Cellular behavior depends on and also modifies protein concentration and activity. An integrated cellular and gene interaction model is proposed to reveal this relationship. In this model, protein activity varies spatiotemporally with cellular location, gene interaction, and diffusion. In the meanwhile, cellular behavior can vary spatially, driven by cell-cell signaling and inhomogeneous protein distribution across cells. This model integrates two components. The first component adopts a variation of the reaction-diffusion mechanism at the gene expression level. The second component is a lattice cellular model based on the Differential Adhesion Hypothesis for cell sorting at the cellular level. Cell sorting and tumor invasion were simulated to illustrate the model. This model approximates cellular pattern formation more closely than existing models based on cell density.

1 Introduction

Spatiotemporal cellular pattern formation is a complex multi-scale process consisting of diverse molecular and cellular interactions. To describe such an intricate process, a number of approaches have been proposed. A widely used strategy is to model gene interactions at the molecular level to account for pre-cellular pattern formation, by providing positional information for cell arrangement. An example is the reaction-diffusion system, originated from Turing’s seminal theoretical work on morphogenesis (Turing 1952). In this model, change in the concentration of a protein molecule is determined by its participation in chemical reactions and diffusion from surrounding compartments. Stripe formation has been well studied for the fruit fly embryo, where the reaction-diffusion mechanism is used to describe spatiotemporal dynamics of maternal genes (Li and Chen 2009, Jaeger et al. 2004).

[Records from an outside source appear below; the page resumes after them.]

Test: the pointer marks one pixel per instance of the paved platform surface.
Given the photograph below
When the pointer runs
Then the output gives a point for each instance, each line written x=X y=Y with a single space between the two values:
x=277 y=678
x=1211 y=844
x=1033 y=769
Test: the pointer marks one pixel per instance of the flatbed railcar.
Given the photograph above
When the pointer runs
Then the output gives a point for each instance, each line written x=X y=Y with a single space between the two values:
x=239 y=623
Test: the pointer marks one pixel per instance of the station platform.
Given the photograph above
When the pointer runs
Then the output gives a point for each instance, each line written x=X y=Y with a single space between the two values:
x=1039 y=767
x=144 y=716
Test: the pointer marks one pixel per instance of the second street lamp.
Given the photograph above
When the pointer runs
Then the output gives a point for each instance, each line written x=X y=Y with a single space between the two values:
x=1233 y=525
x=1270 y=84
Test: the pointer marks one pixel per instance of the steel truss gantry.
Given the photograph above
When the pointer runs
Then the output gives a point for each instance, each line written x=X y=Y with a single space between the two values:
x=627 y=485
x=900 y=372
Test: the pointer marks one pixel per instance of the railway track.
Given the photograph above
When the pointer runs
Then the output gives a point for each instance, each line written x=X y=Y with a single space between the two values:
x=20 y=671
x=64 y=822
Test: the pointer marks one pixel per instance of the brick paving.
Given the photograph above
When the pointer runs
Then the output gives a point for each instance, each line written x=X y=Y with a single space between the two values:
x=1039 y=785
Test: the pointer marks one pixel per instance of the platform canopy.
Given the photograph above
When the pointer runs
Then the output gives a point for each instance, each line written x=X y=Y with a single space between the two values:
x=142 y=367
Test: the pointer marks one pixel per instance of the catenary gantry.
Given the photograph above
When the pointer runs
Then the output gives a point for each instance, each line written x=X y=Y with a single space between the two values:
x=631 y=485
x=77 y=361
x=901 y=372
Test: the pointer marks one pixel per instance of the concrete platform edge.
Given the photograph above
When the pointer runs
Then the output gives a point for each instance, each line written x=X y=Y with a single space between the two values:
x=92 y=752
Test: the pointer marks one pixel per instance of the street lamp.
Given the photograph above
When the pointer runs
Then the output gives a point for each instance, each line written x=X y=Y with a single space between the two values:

Another strategy is to model cellular patterns directly without molecular information. This strategy is employed by two approaches. In the first approach, cells are represented as density fields, and change in cell density is modeled as a continuous response to mitosis, cell motion and cell death. This approach has been applied to model limb morphology (Murray 2004), tumor invasion and metastasis (Anderson and Chaplain 2000). The other approach is cellular automata, where cells are modeled as many discrete entities rather than one density field. An emergent model is the Cellular Potts model (CPM), an extension of Ising model (Glazier et al. 2007). In CPM, a cell consists of several spins whose values change randomly during Monte Carlo steps. Cellular sorting is driven by reducing surface free energy defined by a Hamiltonian function (Graner and Glazier 1992) in the CPM.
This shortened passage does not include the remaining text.